Linda Poon is an assistant editor at CityLab covering science and urban technology, including smart cities and climate change. She previously covered global health and development for NPR’s Goats and Soda blog.
D.C. offers an early look at how cities can take advantage of the data Uber makes available to them.
For a transit system that’s supposed to be the lifeblood of Washington, D.C., WMATA’s Metrorail is more often than not a source of frustration. Between service cuts and track work—and fires, and fare hikes, and unexplained delays (you name it)—it’s tempting for commuters to give up on it altogether and hail an Uber or Lyft. But with the city’s notorious traffic and road closures, it’s almost always unclear if it’s worth spending those extra dollars. In the end, it’s a bit of a gamble.
But a new analysis from the District helps minimize some of the guesswork by comparing how long it would take to travel between two stations via Metro and Uber, and what the cost difference might look like. Results are based on average travel time and are adjusted according to variables like train delays, wait times, the distance between the station and the final destination, and additional time needed for Uber Pool. And while it’s no surprise that some trips are faster by Uber, the study also finds that under the right conditions, they can also be almost as affordable as going underground.
The analysis comes out of the District’s Office of Revenue Analysis and is an early look at how cities can take advantage of Movement, Uber’s somewhat useful data tool that tracks the city’s traffic patterns based on millions of Uber trips taken over time.
So when is Uber the more attractive option?
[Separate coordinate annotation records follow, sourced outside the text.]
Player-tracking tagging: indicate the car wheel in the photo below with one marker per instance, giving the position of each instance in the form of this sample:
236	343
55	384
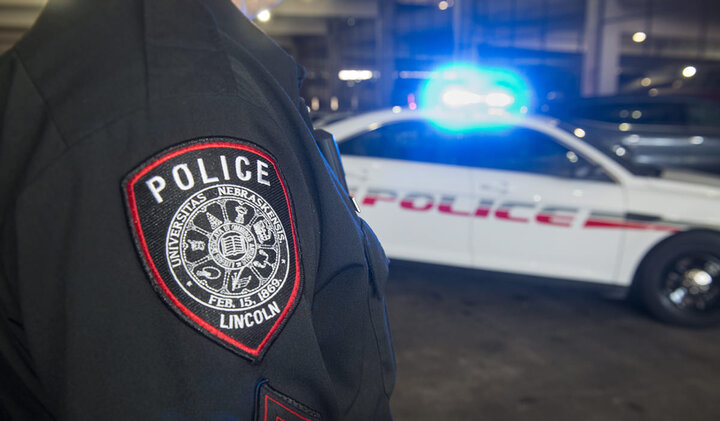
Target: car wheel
680	280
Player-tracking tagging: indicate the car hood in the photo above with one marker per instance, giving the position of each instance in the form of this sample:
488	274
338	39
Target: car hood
694	178
678	196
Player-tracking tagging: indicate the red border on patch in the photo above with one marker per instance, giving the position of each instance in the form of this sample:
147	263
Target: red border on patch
143	244
283	407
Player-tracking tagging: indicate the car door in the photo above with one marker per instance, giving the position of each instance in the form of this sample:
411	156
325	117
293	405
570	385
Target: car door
416	201
536	202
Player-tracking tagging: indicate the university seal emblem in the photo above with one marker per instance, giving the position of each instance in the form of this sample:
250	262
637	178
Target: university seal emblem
213	225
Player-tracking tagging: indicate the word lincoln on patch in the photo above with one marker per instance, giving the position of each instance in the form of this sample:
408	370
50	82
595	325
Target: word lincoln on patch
213	224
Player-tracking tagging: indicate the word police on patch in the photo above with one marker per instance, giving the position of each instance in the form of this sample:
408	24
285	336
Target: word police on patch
213	225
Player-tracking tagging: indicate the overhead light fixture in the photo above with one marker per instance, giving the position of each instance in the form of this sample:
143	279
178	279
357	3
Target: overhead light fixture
639	37
264	15
689	71
355	75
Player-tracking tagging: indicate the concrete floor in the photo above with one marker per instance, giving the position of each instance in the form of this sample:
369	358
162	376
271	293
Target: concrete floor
472	347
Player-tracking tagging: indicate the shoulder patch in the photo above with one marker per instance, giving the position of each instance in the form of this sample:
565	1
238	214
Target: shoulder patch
213	225
273	406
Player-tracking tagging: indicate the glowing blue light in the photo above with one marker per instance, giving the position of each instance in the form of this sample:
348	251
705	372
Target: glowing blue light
463	96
According to the analysis, Uber is faster than Metro in a whopping 99 out of 114 trips analyzed during times when the next train was 10 minutes away. And during rush hour, Uber is the quicker option for trips within the city that require transfers from one line to another—a result, the report notes, of the system’s spoke-and-hub configuration.
All that will cost you; as the chart points out, taking the Uber from Union Station to Benning Road (a 15-minute drive from the city center to a more suburban stop to the east) will save you 15 minutes, but cost an extra $11. With Uber Pool, though, you may be able to reach your destination 10 minutes sooner by spending just $2 more. That’s true as long as Uber, which has been known to slash fares artificially to one-up its rivals, is able to keep rides cheap. (Amid growing criticism over driver pay and regular annual losses in the millions—even billions—those rides could get more expensive down the line.)
Of course, there are limitations to the study. It doesn’t include other transit options like the bus or bikes, and not all of the 4,000 possible trips are included in the analysis. But with ride-hailing companies aiming to keep their prices low for the time being, the report highlights the competitive edge they have over D.C.’s Metrorail system. And Uber is making it easier for would-be commuters to make up their minds, by displaying the wait time of the nearest Metro station right in their app. It’s not uncommon, for example, for trains to run up to every 25 minutes on weekends and weeknights because of service cuts and track work. In fact, commuters have already started giving up on the Metro. Between 2015 and 2016, it saw a 14 percent drop in ridership, which was enough to bring down the entire nation’s subway ridership by 0.3 percent.
The system’s struggles have certainly been a boon for Uber and Lyft, but, as CityLab has previously noted, it’s at the expense of transit users, particularly those who are lower-income. The ride-hailing companies, for their part, have long contended that they see themselves as complementing the the public transit system—filling in the gaps where needed—rather than a competing force. As my colleague Laura Bliss recently wrote, the effects of ride-hailing services are also taking a toll on the city itself by, for instance, adding more gas-guzzling cars to the streets and attracting commuters away from bus and light rail.
The analysis also highlights something else: It doesn’t have to be this way. If D.C. trains ran every three minutes with no delays, more than half of the trips that researchers simulated would be faster and cheaper via Metro, with the train being especially efficient for longer rides (with no transfers) from downtown into the surrounding suburbs.
Yet the promise of efficient service and reliability has been a hard sell for WMATA. It’s trying to win back riders through its “Back2Good” campaign, which itself is an admission of the system’s past failures. If it can actually deliver, more Washingtonians might be able to avoid the guessing game of wondering if another transit option might’ve been a better choice.